Les habitants du quartier Tshibanda, dans la commune de Mont‑Ngafula, à Kinshasa, disent vivre dans une grande détresse face à la montée de l’insécurité. Réagissant samedi 2 mai sur Radio Okapi, ils ont indiqué qu’il ne se passe presque pas un jour sans que des cas de criminalité ne soient signalés dans la localité de Nzengi‑Cogelos et ses environs.
Isolés du reste de la ville à cause de routes impraticables, les habitants affirment vivre dans une précarité extrême. Cette situation favorise l’insécurité et renforce un sentiment d’abandon au sein de la population. Ils interpellent ainsi les autorités compétentes afin de renforcer la sécurité dans cette partie de la capitale.

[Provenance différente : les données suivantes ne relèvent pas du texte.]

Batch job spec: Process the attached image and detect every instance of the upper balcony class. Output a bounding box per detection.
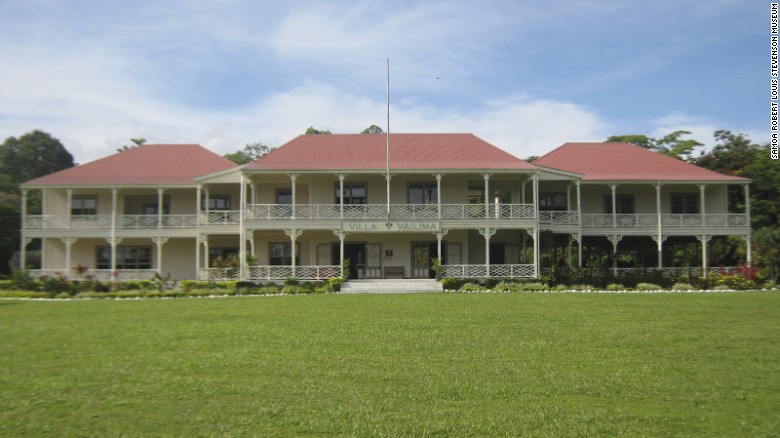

« La police qui devrait nous protéger travaille parfois en complicité avec les criminels pour ravir nos biens de valeur, surtout les motos. Nous exigeons aux autorités de nous venir en aide. Avant, nous ne vivions pas comme ça. L’absence de courant électrique aggrave l’insécurité », se plaint un habitant de Nzengi‑Cogelos.
De son côté, le président des notables du quartier Tshibanda, François Mukoka, déplore l’abandon dont sont victimes les habitants et souligne l’urgence d’une intervention des autorités.
« Le quartier est complètement abandonné. Nous exigeons aux autorités de nous venir en aide de toute urgence », a‑t‑il déclaré.
Pour les notables, le rétablissement de l’électricité, l’accès à l’eau potable et la réhabilitation des routes locales constituant des réponses essentielles pour faire face à cette crise sécuritaire.
Depuis plus de trois ans, plusieurs zones de Nzengi‑Cogelos sont plongées dans l’obscurité, à la suite de la destruction d’une cabine de distribution électrique, une situation qui accentue la vulnérabilité des habitants et facilite les actes criminels.